Read only select columns with read.table when number of columns is unknown

Question

I want to read in the first 3 columns from many files where I don't necessarily know the number of columns each file contains. Additionally, I don't exactly know the number of lines to skip in each file, though it won't be more than 19 before the header line.

My question is similar to these questions:

• Only read limited number of columns
• Ways to read only select columns from a file into R? (A happy medium between `read.table` and `scan`?).

But I have the different problem of not knowing the number of columns in the files I want to import or the exact number of rows to skip. I only want to import the first three columns from every file, which are consistently named (Date/Time,Unit,Value).

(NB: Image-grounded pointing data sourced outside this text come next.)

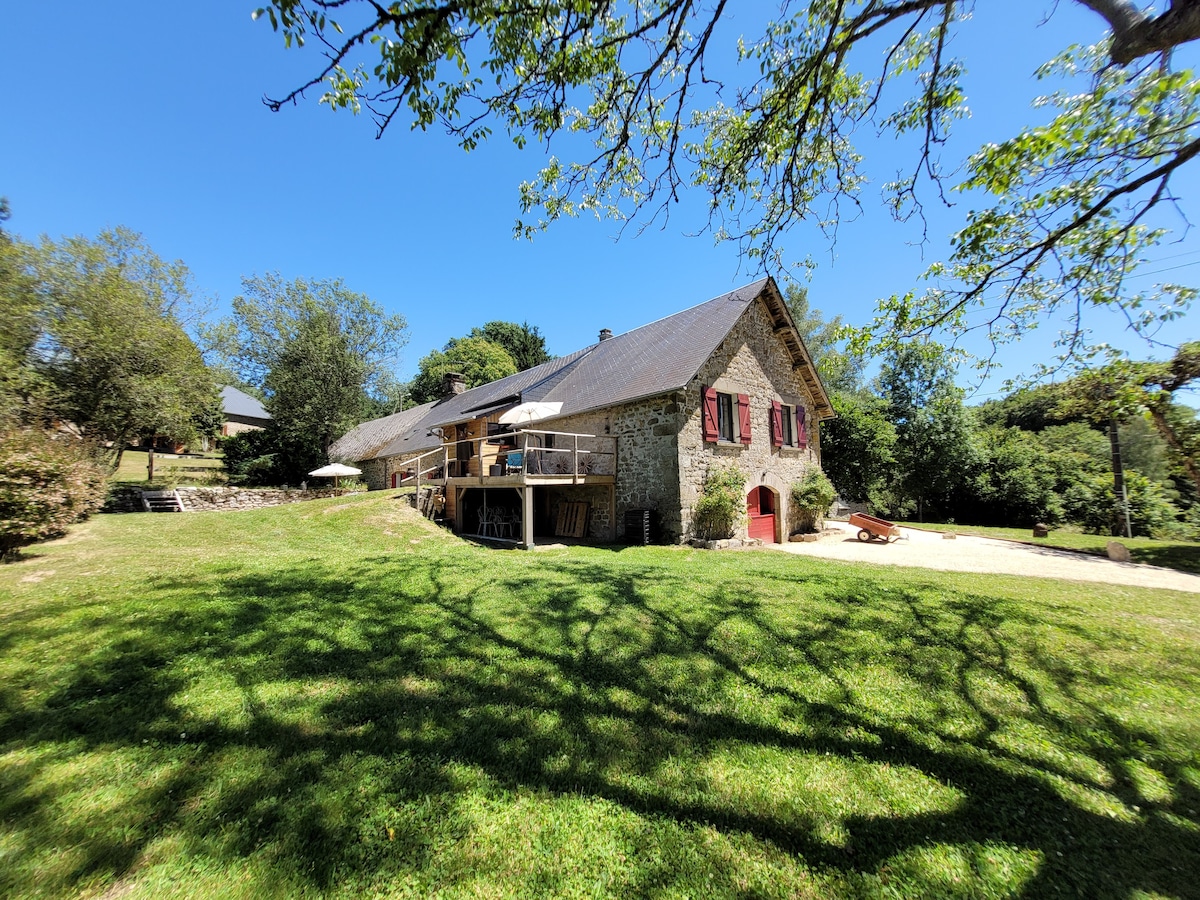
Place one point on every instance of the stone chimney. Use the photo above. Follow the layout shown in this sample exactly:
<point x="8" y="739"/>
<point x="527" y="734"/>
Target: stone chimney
<point x="453" y="383"/>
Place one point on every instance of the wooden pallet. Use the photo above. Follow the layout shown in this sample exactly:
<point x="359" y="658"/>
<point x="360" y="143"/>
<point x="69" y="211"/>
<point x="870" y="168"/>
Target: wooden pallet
<point x="573" y="519"/>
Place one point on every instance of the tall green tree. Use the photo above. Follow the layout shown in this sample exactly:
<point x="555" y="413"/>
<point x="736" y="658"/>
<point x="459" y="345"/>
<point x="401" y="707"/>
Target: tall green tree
<point x="318" y="352"/>
<point x="109" y="349"/>
<point x="477" y="359"/>
<point x="858" y="449"/>
<point x="935" y="444"/>
<point x="839" y="369"/>
<point x="523" y="342"/>
<point x="1062" y="211"/>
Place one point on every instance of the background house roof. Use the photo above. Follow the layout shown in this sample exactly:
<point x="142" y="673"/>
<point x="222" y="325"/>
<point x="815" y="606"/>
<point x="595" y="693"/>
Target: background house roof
<point x="366" y="441"/>
<point x="235" y="402"/>
<point x="661" y="357"/>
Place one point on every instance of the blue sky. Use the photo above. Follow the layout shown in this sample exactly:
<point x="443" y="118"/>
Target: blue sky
<point x="149" y="114"/>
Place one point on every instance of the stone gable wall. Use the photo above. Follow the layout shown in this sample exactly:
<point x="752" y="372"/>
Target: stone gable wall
<point x="750" y="360"/>
<point x="647" y="462"/>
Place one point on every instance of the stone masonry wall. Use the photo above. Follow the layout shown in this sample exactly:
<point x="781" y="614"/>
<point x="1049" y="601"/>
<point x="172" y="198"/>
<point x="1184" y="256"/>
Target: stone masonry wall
<point x="750" y="360"/>
<point x="647" y="462"/>
<point x="129" y="499"/>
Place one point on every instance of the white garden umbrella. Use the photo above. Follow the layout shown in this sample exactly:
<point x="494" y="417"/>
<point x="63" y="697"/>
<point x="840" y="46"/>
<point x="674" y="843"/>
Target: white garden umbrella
<point x="335" y="471"/>
<point x="531" y="413"/>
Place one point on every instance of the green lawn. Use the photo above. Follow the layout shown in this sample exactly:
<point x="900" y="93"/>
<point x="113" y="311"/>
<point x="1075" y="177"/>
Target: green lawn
<point x="335" y="699"/>
<point x="1183" y="556"/>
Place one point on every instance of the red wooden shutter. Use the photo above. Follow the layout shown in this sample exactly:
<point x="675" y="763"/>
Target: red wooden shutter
<point x="708" y="413"/>
<point x="777" y="424"/>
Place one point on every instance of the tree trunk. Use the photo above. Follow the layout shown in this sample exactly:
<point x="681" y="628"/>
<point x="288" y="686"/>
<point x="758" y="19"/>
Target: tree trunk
<point x="1119" y="483"/>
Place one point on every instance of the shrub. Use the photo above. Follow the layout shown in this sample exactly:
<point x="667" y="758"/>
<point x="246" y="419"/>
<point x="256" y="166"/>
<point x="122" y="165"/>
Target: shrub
<point x="46" y="483"/>
<point x="250" y="459"/>
<point x="811" y="497"/>
<point x="715" y="514"/>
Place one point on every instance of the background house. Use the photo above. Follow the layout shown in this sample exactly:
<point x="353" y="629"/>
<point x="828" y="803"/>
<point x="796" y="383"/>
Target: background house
<point x="641" y="419"/>
<point x="241" y="412"/>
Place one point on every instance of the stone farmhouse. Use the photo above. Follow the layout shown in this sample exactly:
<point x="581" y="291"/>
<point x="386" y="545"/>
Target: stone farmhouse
<point x="585" y="444"/>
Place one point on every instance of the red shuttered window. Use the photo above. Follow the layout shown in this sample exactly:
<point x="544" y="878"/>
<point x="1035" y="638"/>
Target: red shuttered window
<point x="777" y="424"/>
<point x="708" y="413"/>
<point x="744" y="418"/>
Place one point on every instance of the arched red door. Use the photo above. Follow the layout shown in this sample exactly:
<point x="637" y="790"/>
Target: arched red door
<point x="761" y="507"/>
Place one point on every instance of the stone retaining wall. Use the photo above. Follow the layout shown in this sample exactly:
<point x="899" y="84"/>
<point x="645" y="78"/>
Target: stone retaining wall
<point x="129" y="499"/>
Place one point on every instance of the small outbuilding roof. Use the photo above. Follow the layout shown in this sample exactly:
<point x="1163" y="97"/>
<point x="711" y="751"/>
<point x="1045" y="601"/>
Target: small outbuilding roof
<point x="235" y="402"/>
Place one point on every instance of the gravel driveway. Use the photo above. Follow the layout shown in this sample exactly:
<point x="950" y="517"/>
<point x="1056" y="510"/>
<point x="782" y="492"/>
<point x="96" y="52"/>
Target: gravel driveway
<point x="966" y="553"/>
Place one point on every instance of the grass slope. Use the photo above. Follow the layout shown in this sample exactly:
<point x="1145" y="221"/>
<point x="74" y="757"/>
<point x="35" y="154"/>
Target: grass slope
<point x="335" y="699"/>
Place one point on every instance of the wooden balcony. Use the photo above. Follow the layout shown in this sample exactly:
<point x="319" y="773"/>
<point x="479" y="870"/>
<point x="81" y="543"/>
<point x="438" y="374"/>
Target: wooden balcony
<point x="516" y="460"/>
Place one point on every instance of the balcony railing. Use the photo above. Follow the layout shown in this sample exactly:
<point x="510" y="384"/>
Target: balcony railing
<point x="521" y="455"/>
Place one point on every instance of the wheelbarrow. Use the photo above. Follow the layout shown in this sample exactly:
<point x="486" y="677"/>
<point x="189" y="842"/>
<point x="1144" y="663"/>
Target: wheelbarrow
<point x="873" y="528"/>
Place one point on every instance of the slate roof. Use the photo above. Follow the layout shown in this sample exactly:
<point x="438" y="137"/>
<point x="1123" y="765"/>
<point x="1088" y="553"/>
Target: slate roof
<point x="235" y="402"/>
<point x="661" y="357"/>
<point x="365" y="441"/>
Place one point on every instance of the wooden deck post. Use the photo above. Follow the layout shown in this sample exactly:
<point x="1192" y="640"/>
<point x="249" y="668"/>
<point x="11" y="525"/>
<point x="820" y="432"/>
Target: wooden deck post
<point x="527" y="516"/>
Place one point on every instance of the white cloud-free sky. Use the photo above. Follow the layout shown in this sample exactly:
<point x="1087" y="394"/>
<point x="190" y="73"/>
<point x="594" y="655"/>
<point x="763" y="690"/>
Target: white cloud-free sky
<point x="149" y="114"/>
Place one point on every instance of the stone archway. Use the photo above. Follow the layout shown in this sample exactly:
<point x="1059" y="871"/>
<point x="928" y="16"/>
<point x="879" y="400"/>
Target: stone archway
<point x="762" y="507"/>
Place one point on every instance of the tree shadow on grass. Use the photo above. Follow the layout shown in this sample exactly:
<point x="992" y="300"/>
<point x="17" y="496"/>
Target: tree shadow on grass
<point x="346" y="729"/>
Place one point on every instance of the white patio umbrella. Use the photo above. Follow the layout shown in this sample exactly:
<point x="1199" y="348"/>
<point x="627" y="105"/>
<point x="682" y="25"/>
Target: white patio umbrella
<point x="531" y="413"/>
<point x="335" y="471"/>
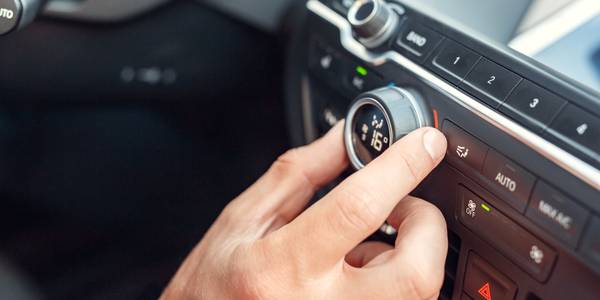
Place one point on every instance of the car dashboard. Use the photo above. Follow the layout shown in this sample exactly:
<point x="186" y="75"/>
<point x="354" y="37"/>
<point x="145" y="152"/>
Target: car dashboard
<point x="519" y="186"/>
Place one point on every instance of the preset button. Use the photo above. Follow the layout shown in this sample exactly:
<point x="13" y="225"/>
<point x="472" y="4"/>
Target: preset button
<point x="455" y="61"/>
<point x="490" y="82"/>
<point x="533" y="105"/>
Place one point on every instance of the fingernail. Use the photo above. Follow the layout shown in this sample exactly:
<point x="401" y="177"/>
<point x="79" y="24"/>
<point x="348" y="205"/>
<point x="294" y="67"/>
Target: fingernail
<point x="435" y="144"/>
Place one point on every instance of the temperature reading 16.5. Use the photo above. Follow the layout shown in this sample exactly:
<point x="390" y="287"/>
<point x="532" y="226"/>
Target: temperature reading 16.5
<point x="377" y="140"/>
<point x="371" y="133"/>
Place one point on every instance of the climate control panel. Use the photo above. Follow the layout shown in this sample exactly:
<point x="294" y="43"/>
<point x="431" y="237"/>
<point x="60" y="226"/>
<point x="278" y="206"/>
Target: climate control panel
<point x="520" y="184"/>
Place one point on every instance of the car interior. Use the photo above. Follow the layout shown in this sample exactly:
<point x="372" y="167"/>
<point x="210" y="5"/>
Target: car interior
<point x="128" y="125"/>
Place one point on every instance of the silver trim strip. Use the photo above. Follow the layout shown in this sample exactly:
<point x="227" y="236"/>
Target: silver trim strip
<point x="562" y="158"/>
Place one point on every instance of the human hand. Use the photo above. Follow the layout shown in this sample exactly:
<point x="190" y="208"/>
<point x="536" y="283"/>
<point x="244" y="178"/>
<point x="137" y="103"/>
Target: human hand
<point x="264" y="246"/>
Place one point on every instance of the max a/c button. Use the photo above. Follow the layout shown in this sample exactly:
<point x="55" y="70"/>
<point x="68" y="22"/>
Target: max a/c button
<point x="557" y="214"/>
<point x="484" y="282"/>
<point x="510" y="179"/>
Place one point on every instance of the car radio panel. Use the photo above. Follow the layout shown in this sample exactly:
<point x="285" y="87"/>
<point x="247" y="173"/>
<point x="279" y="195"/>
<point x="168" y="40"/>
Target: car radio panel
<point x="520" y="185"/>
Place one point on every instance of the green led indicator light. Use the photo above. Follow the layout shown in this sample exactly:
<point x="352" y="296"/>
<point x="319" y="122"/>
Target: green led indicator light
<point x="362" y="71"/>
<point x="485" y="207"/>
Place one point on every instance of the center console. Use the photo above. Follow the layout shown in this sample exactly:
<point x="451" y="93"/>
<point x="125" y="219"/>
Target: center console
<point x="520" y="184"/>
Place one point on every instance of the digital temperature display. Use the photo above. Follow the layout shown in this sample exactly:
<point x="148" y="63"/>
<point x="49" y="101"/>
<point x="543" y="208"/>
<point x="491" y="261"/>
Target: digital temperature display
<point x="370" y="133"/>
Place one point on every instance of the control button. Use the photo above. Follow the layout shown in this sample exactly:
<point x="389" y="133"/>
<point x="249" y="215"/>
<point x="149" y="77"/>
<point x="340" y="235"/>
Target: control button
<point x="455" y="61"/>
<point x="574" y="125"/>
<point x="590" y="246"/>
<point x="533" y="105"/>
<point x="464" y="147"/>
<point x="417" y="40"/>
<point x="491" y="82"/>
<point x="360" y="79"/>
<point x="520" y="246"/>
<point x="509" y="178"/>
<point x="324" y="62"/>
<point x="557" y="214"/>
<point x="484" y="282"/>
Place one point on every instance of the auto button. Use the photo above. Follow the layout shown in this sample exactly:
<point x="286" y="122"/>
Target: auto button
<point x="509" y="178"/>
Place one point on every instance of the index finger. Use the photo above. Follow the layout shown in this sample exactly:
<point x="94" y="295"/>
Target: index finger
<point x="359" y="205"/>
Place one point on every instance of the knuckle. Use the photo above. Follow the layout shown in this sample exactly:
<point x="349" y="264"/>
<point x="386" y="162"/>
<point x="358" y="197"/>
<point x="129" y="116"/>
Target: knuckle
<point x="290" y="165"/>
<point x="426" y="284"/>
<point x="243" y="276"/>
<point x="354" y="207"/>
<point x="411" y="166"/>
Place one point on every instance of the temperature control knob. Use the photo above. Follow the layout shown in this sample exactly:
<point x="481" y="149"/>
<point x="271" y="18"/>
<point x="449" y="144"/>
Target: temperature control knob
<point x="373" y="21"/>
<point x="379" y="118"/>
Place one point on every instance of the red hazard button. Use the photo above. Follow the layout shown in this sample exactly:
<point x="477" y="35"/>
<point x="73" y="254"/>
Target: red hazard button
<point x="484" y="282"/>
<point x="485" y="291"/>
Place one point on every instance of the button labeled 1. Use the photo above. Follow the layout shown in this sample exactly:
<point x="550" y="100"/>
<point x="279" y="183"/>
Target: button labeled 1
<point x="454" y="61"/>
<point x="490" y="82"/>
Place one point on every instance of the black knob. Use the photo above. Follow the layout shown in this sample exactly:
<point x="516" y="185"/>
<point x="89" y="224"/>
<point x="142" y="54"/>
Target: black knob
<point x="373" y="21"/>
<point x="15" y="14"/>
<point x="379" y="118"/>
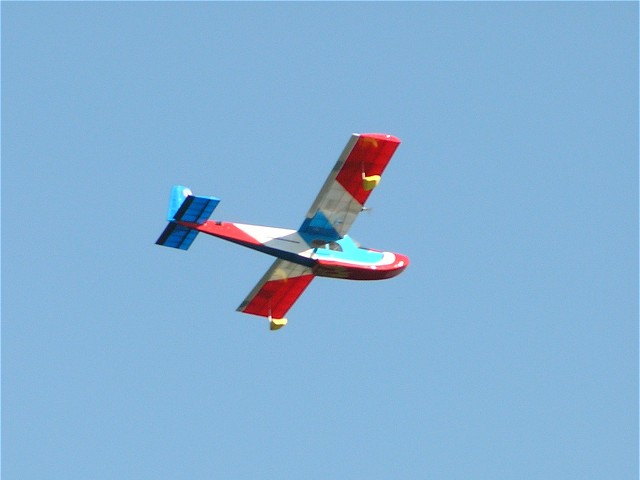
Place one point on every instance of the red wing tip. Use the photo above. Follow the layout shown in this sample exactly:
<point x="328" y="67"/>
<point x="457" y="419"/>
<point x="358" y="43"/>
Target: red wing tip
<point x="381" y="136"/>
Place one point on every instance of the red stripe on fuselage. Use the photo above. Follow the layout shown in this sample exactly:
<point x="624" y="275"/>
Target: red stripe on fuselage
<point x="226" y="230"/>
<point x="334" y="269"/>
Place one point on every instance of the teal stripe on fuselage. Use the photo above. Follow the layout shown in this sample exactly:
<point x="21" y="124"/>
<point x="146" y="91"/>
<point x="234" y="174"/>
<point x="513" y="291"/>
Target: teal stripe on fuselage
<point x="350" y="252"/>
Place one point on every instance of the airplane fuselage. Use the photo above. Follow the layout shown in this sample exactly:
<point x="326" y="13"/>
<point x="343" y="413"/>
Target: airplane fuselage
<point x="341" y="258"/>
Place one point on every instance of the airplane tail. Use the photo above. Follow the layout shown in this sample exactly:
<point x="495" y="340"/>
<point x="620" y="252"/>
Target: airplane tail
<point x="186" y="207"/>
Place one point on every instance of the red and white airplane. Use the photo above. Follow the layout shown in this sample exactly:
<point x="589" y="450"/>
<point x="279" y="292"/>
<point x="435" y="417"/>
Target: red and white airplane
<point x="320" y="247"/>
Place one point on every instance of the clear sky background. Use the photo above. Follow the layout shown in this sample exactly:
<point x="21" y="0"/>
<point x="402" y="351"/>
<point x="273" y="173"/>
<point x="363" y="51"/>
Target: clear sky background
<point x="508" y="349"/>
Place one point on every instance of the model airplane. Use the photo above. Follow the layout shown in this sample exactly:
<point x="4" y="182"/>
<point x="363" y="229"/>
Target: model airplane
<point x="320" y="247"/>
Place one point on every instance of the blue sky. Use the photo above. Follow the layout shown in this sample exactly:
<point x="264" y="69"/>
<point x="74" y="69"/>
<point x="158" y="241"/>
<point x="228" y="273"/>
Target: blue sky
<point x="508" y="349"/>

The read.table solutions to the linked questions require knowing the number of columns in your file and specifying the colClasses for each column. I am attempting to read thousands of files via an approach with lapply, where the input is a list of .csv files, and use read.table on each file:

lapply(files, read.table, skip=19, header=T, sep=",")
# 2ndary issue: # of lines to skip varies.  maybe up to 19.

Is there a way of getting around the problem of not knowing the number of columns ahead of time?

EDIT: I have modified the answer provided by @asb to suit my problem and it works perfectly.

my.read.table <- function (file, sep=",", colClasses3=c("factor","factor","numeric"), ...) {

## extract the first line of interest, the line where "Date/Time,Unit,Value" appears
first.line <- readLines(file, n=20)[grepl("Date/Time,Unit,Value",
                                          readLines(file, n = 20)) == T]
## deteremine number of lines to skip (max possible = 19)
skip.number <- grep("Date/Time,Unit,Value", 
                    readLines(file, n=20), value=FALSE)-1
## Split the first line on the separator to find # of columns
ncols <- length(strsplit(first.line, sep, fixed=TRUE)[[1]])
## fixed=TRUE to avoid needing to escape the separator.

# use ncols here in the `colClasses` argument
out <- read.table(file, sep=sep, header=TRUE, skip = skip.number,
                  colClasses=c(colClasses3, rep("NULL", ncols - 3)), ...)
out
}

Answer 1

It is easy to know how many columns you have if you know your separator. You can use a construct such as this for each file:

my.read.table <- function (file, sep=",", colClasses3=rep('double', 3), ...) {

  first.line <- readLines(file, n=1)

  ## Split the first line on the separator.

  ncols <- length(strsplit(first.line, sep, fixed=TRUE)[[1]])
  ## fixed=TRUE is to avoid the need to escape the separator when splitting.

  out <- read.table(file, sep=sep,
                    colClasses=c(colClasses3, rep("NULL", ncols - 3)), ...)

  out
}

And then use your solution:

lapply(files, my.read.table, skip=19, header=TRUE)

Also, note that you will have to worry about whether you have rownames and colnames in your file or not because of some intelligence that read.table applies when rownames and colnames are present. The above solution is written assuming none. Please read about colClasses in ?read.table to tweak this further to suit your needs.